TL;DR
This paper investigates the Galactic origin of PeV neutrinos detected by IceCube, proposing that hadronic interactions of cosmic rays with interstellar matter within our Galaxy can explain these events, and predicts accompanying PeV gamma rays.
Contribution
It introduces a hadronic interaction model within our Galaxy to explain IceCube's PeV neutrinos and discusses the potential for gamma-ray observations to determine their origin.
Findings
Hadronic interactions in the Galaxy can produce PeV neutrinos consistent with IceCube data.
PeV gamma rays are expected if neutrinos originate from Galactic sources.

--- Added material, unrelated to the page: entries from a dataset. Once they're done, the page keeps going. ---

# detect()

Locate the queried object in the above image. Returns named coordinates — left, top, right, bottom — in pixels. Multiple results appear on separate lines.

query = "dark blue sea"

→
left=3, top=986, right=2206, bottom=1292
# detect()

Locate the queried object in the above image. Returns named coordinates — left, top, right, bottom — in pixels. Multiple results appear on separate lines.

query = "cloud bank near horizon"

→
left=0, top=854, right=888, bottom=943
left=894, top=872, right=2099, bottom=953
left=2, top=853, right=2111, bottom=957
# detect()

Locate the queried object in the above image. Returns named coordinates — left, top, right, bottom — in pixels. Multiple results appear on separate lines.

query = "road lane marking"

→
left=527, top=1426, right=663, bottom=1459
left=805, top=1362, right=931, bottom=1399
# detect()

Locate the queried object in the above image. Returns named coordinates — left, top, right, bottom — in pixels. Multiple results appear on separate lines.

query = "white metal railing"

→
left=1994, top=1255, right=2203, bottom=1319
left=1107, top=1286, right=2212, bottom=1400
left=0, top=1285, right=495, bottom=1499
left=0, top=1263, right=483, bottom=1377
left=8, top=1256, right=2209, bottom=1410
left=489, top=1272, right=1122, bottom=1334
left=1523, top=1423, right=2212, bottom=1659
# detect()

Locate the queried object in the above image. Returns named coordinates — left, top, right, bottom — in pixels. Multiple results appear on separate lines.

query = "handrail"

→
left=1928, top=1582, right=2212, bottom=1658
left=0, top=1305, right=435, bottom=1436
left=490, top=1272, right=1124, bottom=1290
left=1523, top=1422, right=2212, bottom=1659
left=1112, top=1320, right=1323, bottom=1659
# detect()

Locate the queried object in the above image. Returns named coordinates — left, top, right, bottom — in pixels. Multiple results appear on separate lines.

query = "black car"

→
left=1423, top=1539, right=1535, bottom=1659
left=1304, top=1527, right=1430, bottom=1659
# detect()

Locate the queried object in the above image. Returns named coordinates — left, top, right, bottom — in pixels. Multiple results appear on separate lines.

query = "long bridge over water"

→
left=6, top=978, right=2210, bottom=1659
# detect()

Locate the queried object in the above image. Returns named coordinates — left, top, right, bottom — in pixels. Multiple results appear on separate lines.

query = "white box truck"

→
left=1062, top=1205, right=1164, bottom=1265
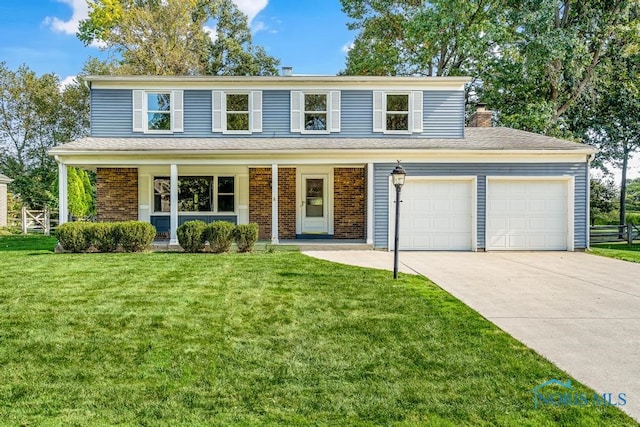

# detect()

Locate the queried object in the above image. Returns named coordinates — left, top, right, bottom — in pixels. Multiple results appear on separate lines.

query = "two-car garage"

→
left=391, top=177, right=573, bottom=251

Detection of PeV gamma rays could distinguish Galactic from extragalactic sources.
Abstract
IceCube experiment has detected two neutrinos with energies beween 1-10 PeV. They might have originated from Galactic or extragalactic sources of cosmic rays. In the present work we consider hadronic interactions of the diffuse very high energy cosmic rays with the interstellar matter within our Galaxy to explain the PeV neutrino events detected in IceCube. We also expect PeV gamma ray events along with the PeV neutrino events if the observed PeV neutrinos were produced within our Galaxy in hadronic interactions. PeV gamma rays are unlikely to reach us from sources outside our Galaxy due to pair production with cosmic background radiations. We suggest that in future with simultaneous detections of PeV gamma rays and neutrinos it would be possible to distinguish between Galactic and extragalactic origins of very high energy neutrinos.